Tony segera berpindah ke depan Bryant untuk menempelkan kartu kamar hotel sebelum membukakan pintu itu untuk Bryant. Yang tidak mereka duga adalah di saat yang bersamaan kedua orangtua Bryant berada di depan pintu hendak membukakan Bryant pintu!

"Dad, Mom!"

"Tuan dan Nyonya besar!"

Tony dan Bryant menyapa secara bersamaan.

"Hai, Tony. Hai, Anak Mom!" Seorang wanita paruh baya muncul dari balik tubuh bidang seorang pria yang terlihat rapi dan tegap meskipun dari perkiraan umurnya sudah menginjak kepala lima atau bahkan lebih.

"Hai, Mom. Sudah menunggu lama?" tanya Bryant sambil balas memeluk ibunya, Lina.

"Tidak lama, tapi Mom dan Dad hampir saja pulang karena mengira kamu tidak ada di hotel ini lagi, pindah mungkin?" jawab Lina. Lina mengarahkan pandangannya ke belakang tubuh Bryant, tepatnya Wanda yang sedang menatap mereka dengan canggung. "Ceritakan kepada Mom, bagaimana bisa Selena tidak ada di pesta pernikahan kalian?"

Tony tersenyum tipis sambil menghalangi pandangan Lina. "Sebaiknya Tuan dan Nyonya besar masuk kembali ke dalam kamar sehingga perbincangan ini tidak didengar oleh orang yang tidak berkepentingan."

Lina mengangguk patuh lalu masuk ke dalam kamar hotel masih sambil memeluk Bryant dari samping, sedangkan pria yang baru diketahui Wanda sebagai ayah Bryant mengulurkan tangannya, memberi tanda kepada Wanda untuk masuk terlebih dahulu, baru dirinya dan Tony. Such a gentleman!

Baru saja mereka duduk di atas sofa masing-masing, Lina sudah memulai perbincangan dengan meremas paha Bryant dan menatap cemas. "Mom tidak mengira bahwa Selena berani membatalkan pernikahan kalian. Dia tidak menunjukkan sedikit tanda apa pun."

"Bagaimana Selena tidak kabur, Mom," Rudi, ayah Bryant memberi pandangan maklum, "jika Bryant selalu menolak untuk berkencan dengannya? Rancangan pesta pernikahan mereka juga diurus sendiri oleh Selena."

"Kamu tahu di mana Selena sekarang?" tanya Lina kepada Bryant yang hanya dijawab dengan bahu diangkat cuek oleh Bryant.

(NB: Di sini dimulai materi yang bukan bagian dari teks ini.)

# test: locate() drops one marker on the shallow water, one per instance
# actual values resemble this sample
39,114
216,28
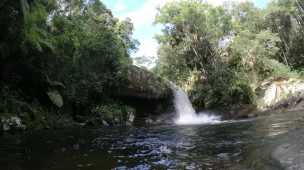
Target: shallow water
224,145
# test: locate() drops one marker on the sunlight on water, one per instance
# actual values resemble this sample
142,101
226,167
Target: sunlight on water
186,113
197,119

"Saya belum berhasil mendapat informasi lanjut mengenai keberadaan Nona Selena, selain kepulangannya ke rumah. Berita mengenai batalnya pernikahan disebarkan oleh Nona Selena, diperkuat dengan bukti bahwa sumber berita utama adalah wartawan yang sering dipekerjakan oleh Nona Selena untuk menutupi konfliknya sendiri," jelas Tony sambil membaca tulisan dalam layar tablet yang dipegangannya.

Lina mengangguk-anggukkan kepalanya. "Lalu, siapa Anda?" tanya Lina. Pandangan Lina terarah pada Wanda yang sedang menunduk malu. "Kamu yang menjadi pengantin wanita Bryant tadi, kan?"

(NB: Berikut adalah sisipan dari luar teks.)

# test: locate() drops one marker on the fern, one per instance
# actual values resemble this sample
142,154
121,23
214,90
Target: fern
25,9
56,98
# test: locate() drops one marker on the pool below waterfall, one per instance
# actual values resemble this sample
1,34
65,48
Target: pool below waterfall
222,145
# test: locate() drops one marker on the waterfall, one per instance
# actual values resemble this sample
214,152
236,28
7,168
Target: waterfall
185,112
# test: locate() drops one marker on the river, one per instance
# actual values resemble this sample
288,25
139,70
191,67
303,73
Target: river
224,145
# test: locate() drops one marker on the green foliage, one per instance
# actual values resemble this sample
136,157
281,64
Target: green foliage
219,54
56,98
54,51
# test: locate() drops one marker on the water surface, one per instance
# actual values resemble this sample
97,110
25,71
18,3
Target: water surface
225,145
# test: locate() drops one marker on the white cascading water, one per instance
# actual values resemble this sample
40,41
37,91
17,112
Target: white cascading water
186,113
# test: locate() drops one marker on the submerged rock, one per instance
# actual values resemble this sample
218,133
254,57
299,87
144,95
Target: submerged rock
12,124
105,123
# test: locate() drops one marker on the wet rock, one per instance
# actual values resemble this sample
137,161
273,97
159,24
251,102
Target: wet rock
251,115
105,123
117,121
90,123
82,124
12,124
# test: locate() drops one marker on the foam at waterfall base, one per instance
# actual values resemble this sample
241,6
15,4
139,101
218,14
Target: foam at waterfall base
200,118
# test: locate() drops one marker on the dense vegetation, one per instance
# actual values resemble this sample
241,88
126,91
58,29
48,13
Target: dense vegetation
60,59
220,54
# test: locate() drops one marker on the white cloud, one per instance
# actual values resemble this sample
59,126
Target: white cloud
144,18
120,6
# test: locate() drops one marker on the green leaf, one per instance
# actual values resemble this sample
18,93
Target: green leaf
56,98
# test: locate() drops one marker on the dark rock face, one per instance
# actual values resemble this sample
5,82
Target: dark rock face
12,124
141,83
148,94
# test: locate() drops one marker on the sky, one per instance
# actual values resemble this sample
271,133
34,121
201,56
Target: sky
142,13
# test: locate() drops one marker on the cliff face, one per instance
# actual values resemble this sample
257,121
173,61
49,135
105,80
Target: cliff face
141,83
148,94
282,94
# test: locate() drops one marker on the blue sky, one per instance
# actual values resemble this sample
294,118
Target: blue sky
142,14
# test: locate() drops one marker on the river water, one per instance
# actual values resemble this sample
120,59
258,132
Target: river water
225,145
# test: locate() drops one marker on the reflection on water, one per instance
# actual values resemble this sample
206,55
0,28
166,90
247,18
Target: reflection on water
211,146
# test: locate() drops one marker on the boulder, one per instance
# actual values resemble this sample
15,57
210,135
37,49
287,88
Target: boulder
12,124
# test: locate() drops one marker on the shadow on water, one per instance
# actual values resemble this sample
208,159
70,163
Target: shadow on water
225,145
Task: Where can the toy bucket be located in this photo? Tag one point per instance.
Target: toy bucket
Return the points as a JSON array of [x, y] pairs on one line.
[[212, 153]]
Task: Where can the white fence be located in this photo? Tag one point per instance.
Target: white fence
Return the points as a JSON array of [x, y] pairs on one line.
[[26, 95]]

"Saya Wanda, Tante," jawab Wanda singkat sambil berusaha untuk tersenyum ramah kepada Lina.

"Saya Lina, mamanya Bryant. Ini suami saya, Rudi, papanya Bryant," Lina memperkenalkan dirinya sendiri beserta dengan suami kepada Wanda. "Apa yang dilakukan Bryant hingga kamu bisa berakhir mendampingi Bryant di pesta pernikahan? Teman Bryant?"

Wanda menatap Bryant untuk meminta pertolongan, namun Bryant malah memandangnya seolah Wanda harus mencari jawaban sendiri atas pertanyaan ibunya dan tidak akan keberatan untuk jawaban apa pun.

"Hanya dimintai tolong." Jawaban singkat namun terasa tepat. Tidak memberi terlalu banyak informasi dan tidak terlalu cuek.

"Tante yakin tidak sesederhana meminta tolong," kata Lina. Terdapat sedikit teguran dalam kalimatnya. "Jika memang benar kamu menolong Bryant, kamu harus pertimbangkan lebih dalam apakah itu menguntungkan atau tidak."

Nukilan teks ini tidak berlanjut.